On the crowd size at his Presidential inauguration Trump’s then press secretary Sean Spicer declared:
(it was) the largest audience ever to witness an inauguration, period, both in person and around the globe.
They later quantified the attendance as between 2-3million, dwarfing the 1.8 million people who came out to see Obama. Factual reports from the Washington Police claim the attendance was nearer 600,000 a far cry from Trump’s ‘biggest crowd ever’ claim.
Likewise Bain… does anyone who attends the Stadium of Light regularly honestly believe our average weekly attendance is 26,500? Most observe the number to be closer to 16,000-19,000.
Trump claims ‘I’m one of the most truthful people you will ever meet.’ In yesterday’s Bain interview, he claims the same:
I’m a transparent guy.
Perhaps Trump’s best known for his make America Great again mantra. He explains his reasoning and rationale behind the slogan;
We want to get that back to where we belong, but at a lower cost. And that cost is going to be 10 percent (of what we spend now) And right now, it’s so high that no-one would never do it on a business basis. Bureaucratically…we’re going to bring money back into the country…I talk about a country that’s broken or a system that’s broken, it’s been out there for years. Nobody ever did anything about it. Now I’m here to make America great again.
Here is President Bain:
I want a winning mentality through the club because if we don’t start to believe we can win and achieve - it diffuses to other aspects of the club. You can look at the football club and say 'yes, it has got many challenges', but if I didn't think we could continue to improve then that would be something to think about. But I genuinely come in here every day believing that we can turn this club around.

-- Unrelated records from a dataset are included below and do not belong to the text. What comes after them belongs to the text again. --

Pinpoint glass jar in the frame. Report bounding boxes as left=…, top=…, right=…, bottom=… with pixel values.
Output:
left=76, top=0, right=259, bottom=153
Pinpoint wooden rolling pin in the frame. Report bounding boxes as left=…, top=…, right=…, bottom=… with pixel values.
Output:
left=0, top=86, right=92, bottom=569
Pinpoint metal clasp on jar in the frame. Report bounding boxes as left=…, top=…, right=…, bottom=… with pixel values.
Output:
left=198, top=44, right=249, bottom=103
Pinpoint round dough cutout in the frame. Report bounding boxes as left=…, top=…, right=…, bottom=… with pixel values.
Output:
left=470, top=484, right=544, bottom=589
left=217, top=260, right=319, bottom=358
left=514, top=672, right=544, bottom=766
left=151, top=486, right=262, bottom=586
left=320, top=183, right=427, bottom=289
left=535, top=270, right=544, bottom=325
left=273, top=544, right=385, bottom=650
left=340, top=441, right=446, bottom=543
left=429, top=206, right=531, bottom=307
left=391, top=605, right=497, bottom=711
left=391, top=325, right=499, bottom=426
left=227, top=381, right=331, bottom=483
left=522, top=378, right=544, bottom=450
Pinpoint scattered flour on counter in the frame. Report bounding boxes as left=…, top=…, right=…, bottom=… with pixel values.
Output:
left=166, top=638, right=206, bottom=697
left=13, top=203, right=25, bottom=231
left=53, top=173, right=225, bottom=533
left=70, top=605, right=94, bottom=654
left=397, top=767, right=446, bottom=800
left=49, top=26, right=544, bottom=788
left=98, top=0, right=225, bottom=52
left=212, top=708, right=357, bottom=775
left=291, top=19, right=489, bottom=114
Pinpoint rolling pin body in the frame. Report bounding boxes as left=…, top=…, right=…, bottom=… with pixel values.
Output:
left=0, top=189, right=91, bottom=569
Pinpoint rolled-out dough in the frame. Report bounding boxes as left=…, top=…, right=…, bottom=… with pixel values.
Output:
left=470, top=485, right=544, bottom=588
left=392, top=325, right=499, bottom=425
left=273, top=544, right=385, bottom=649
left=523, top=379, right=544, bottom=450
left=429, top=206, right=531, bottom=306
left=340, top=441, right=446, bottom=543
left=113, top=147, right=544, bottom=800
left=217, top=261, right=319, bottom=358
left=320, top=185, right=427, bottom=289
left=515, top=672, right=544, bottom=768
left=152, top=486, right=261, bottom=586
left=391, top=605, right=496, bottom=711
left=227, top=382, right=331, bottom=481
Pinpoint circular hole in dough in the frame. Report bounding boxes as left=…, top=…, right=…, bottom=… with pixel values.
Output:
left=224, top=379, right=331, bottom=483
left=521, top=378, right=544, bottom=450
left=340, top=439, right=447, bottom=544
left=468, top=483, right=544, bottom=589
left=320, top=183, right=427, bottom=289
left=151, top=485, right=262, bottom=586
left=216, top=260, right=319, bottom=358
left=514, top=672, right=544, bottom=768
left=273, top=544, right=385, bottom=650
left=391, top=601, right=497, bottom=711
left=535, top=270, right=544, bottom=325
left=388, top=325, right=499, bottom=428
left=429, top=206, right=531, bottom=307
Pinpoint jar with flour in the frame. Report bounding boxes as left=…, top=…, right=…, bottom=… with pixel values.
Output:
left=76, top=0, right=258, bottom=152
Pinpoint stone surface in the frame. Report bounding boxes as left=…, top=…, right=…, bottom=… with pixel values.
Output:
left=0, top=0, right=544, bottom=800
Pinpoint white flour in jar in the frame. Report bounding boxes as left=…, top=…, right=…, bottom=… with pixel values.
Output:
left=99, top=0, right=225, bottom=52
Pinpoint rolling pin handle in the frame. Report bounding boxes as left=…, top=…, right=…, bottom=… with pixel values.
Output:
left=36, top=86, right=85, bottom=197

He stops just short of going full Trump, and wearing an oversized cap that declares, ‘Let’s make Sunderland great again!’
Yes. We can joke about Bain and his Trumpisms, and we can marvel at the insincere intonation of their slithery and snake like words that are designed to beguile. But what they’re really trying to do is distract. Promise the world to desperate people and for a while until you’re found out, all will be rosy in the garden.
Once exposed they do what all great fibbers do and simply spin the yarn of deceit again.
But like the majority of American’s I’m sure, we Sunderland supporters are filled to the brim of deception. We are exploding at the sides with treachery, we are metaphorically vomiting on the bile of duplicity and losing our will to carry on for the weight of overreaching, distorted truth is on the precipice of squashing our ability to withstand its pressure - to a point where we may not recover.
By all means Martin, work to make Sunderland great again. But do so with integrity. No matter where we end up, as long as you have that, you will have our respect. It’s the only way to earn it.